TIGA CERITA SATU MALAM

37 3 0
                                    

1.

Laki-laki itu masih terdiam. Nampaknya menunggu jawaban. Pesanan sudah datang, secangkir kopi cappuccino. Lelaki itu mengangkat cangkir, kemudian dia dekatkan ke hidung. Lalu dia dekatkan ke bibir dan meminumnya. Kemudian diletakannya lagi. Kembali dia menikmati wajah perempuan di depannya. Namun masih saja kaku. Keduanya nampak ragu untuk memulai pembicaraan.

"Jadi bagaimana?" lelaki itu nekat membuka kata.

Dan hasilnya sama saja. Hanya menimbulkan senyum di sudut bibir perempuan di hadapannya. Suara tetap beku, yang ada hanya isyarat tubuh yang tak mampu diterjemahkan oleh kata. Nampaknya perempuan itu tengah asik dengan dunianya. Berkali-kali dia membolak-balikan lembaran kertas yang dipegangnya.

Laki-laki itu mengaduk kopinya. Lalu meminumnya. Mengaduk lagi. Dan meminumnya lagi. Jarinya mulai mengetuk-ngetuk meja. Wajahnya mulai gelisah. Namun matanya tetap tertuju pada perempuan di hadapannya. Entah perempuan macam apa yang sukses menyiratkan kegelisahan dari kedua mata lelaki itu.
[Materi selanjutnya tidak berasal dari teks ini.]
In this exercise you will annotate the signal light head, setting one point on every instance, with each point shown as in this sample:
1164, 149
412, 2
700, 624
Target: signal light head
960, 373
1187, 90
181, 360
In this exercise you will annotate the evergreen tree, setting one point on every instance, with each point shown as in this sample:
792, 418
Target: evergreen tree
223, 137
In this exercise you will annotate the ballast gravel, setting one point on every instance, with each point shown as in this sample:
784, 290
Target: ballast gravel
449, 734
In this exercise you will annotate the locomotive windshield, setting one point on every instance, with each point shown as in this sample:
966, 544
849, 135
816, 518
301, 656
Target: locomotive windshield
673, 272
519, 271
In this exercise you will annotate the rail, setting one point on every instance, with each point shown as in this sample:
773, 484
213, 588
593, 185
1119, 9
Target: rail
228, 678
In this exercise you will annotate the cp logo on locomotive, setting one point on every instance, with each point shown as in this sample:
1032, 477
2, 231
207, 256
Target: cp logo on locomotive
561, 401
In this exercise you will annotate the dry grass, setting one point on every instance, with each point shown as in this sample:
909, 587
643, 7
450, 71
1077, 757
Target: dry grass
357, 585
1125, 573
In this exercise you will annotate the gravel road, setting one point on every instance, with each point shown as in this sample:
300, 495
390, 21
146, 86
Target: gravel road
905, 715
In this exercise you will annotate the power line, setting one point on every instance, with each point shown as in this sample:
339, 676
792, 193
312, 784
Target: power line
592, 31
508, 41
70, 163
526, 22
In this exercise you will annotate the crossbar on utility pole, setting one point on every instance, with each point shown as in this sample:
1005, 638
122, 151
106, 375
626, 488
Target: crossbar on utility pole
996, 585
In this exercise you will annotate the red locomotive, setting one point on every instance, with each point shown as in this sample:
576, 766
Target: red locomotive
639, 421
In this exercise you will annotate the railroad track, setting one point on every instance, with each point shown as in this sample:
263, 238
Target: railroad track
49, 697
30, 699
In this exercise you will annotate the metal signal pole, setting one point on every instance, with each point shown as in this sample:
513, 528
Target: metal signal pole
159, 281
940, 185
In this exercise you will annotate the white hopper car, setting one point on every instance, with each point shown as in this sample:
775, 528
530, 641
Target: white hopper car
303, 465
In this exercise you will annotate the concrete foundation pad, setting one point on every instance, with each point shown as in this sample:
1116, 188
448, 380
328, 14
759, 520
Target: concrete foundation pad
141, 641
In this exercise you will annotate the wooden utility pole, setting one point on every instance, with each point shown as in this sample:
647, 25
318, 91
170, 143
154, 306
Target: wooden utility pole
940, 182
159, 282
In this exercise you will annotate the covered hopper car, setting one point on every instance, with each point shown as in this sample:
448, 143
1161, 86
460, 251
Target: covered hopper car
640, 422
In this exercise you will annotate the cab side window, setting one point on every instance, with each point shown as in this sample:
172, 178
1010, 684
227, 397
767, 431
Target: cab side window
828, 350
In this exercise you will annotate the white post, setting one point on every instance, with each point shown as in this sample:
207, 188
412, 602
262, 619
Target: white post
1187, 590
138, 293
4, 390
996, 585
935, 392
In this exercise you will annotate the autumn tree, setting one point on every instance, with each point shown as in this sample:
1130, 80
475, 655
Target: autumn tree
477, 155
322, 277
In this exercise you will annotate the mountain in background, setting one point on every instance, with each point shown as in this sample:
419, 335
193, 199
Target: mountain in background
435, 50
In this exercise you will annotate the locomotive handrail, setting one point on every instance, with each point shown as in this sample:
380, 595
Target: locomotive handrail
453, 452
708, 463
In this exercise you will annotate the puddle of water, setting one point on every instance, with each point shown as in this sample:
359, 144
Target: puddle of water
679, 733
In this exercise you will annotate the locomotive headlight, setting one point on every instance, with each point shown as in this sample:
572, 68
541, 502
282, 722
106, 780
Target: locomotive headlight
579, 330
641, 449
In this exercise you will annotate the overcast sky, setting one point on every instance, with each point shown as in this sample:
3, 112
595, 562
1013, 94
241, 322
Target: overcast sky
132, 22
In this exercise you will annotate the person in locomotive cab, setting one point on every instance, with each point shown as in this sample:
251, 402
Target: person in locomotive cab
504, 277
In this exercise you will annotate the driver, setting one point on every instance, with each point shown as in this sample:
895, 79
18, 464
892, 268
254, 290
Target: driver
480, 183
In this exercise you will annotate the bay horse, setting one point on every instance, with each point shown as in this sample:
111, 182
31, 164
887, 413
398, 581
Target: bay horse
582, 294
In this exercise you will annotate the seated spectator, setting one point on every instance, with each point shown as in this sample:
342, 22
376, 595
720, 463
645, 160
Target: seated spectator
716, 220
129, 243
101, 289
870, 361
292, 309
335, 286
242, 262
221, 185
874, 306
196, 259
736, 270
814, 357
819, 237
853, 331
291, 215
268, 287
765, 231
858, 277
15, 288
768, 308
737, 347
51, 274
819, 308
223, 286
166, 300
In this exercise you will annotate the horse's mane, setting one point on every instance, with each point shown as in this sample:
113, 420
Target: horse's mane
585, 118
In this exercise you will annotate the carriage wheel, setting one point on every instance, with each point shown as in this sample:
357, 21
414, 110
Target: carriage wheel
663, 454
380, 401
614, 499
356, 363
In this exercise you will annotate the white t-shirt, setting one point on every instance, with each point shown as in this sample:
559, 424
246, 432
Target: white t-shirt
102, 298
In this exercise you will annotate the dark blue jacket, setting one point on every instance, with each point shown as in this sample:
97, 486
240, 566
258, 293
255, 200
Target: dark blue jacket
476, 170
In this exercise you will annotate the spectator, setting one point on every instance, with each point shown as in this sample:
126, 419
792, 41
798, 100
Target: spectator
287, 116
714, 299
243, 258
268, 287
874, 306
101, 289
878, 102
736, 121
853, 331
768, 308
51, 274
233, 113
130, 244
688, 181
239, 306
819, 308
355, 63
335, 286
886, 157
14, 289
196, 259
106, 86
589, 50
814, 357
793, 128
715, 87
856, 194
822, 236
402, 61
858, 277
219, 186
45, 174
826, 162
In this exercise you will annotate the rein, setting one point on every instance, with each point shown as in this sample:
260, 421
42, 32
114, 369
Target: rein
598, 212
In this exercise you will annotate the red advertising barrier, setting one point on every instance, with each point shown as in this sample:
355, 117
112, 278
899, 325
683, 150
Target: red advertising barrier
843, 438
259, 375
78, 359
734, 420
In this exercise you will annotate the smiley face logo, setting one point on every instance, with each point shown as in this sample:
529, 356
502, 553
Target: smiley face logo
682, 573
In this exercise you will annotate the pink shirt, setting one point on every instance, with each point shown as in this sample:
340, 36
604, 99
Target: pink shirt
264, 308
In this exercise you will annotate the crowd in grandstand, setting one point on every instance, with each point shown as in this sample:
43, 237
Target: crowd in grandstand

Sedangkan perempuan di hadapannya masih saja membaca lembaran kertas yang diberikan oleh lelaki tadi sepuluh menit yang lalu.

"Bagaimana?" lelaki itu mencoba memancing pembicaraan lagi.

Perempuan itu pun menoleh dan hanya tersenyum. Lelaki itu diam kembali. Wajahnya tambah gundah. Ada sesuatu yang mengganjal bibirnya untuk berbicara, atau sekedar untuk berucap satu kata. Tangannya mulai mengambil buku dari tasnya. Lalu mulai menulis kata. Kemudian timbul kalimat-kalimat. Lalu semuanya dicoret. Di sobek dan dibuang. Menulis lagi. Mencoret. Menyobek dan membuang. Dia layangkan tatapannya pada sisa gerimis hujan malam ini. Masih saja sepi. Tak ada perubahan yang berarti. Dingin tetap mencengkram kedua anak manusia di meja dua puluh satu itu.

"Bagus!" perempuan itu melahirkan kata setelah sekian menit terdiam.

"Apanya?" Laki-laki itu tanya keheranan.

Perempuan itu tersenyum sambil mengembalikan lembaran yang dipegang pada lelaki di hadapannya. Aku pun kembali datang mengantar pesanan ke meja itu.

2.

"Mereka sedang kasmaran!" teriakan Karman lagi-lagi membuat pelanggan kami menoleh kepadanya.

"Kedai kita ini memang tidak henti-hentinya mengukir kenangan ya!" ucapku sambil tertawa.

Waiters-ku yang satu ini memang sering sekali mencari tau asal-usul pelanggan di kedai kami. Terkadang dia sering menghampiri pelanggannya sekedar menanyakan alamat rumah. Tentu saja dengan pembawaannya yang kocak sehingga tidak mengganggu pelanggan kami. Bahkan pelanggan kami sering hanyut dalam pembicaraan bersama si Karman. Sampai-sampai ketika Karman tidak masuk kerja, pelangganku pun bertanya-tanya mengenai laki-laki ini.

Belum lama aku mengenal Karman – setidaknya seusia dengan kedai ini berdiri. Aku merasa beruntung bisa bertemu orang yang jujur seperti Karman. Kami dipertemukan karena Karman menemukan dompetku yang tertinggal di kursi Bus. Dengan percaya diri, dia mendatangi alamat yang tertera dalam kartu identitasku. Karena kejujurannya itulah, aku mengajak laki-laki yang belum kutahu asal-usulnya saat itu untuk membuka usaha. Dan sampai saat ini, kami menjadi bukan sekedar mitra kerja, lebih tepatnya keluarga.

Karman yang memang mudah bergaul, akhirnya selalu dekat dengan pelanggan kami. Semua kejadian unik tentang pelanggan kami, selalu dia bahas denganku. Kemudian dari sekian pelanggan yang datang malam ini, hanya pelanggan di meja dua puluh satu yang paling menarik bagi kami.

Perempuan itu masih terdiam dengan lembaran kertas yang dibacanya. Namun laki-laki di depannya nampak gelisah menunggu sesuatu. Bahkan kopi ini menjadi pesanan ketiganya malam ini. Berbeda dengan malam-malam sebelumnya, dua pelanggan setia kami itu nampak tegang membunuh waktu.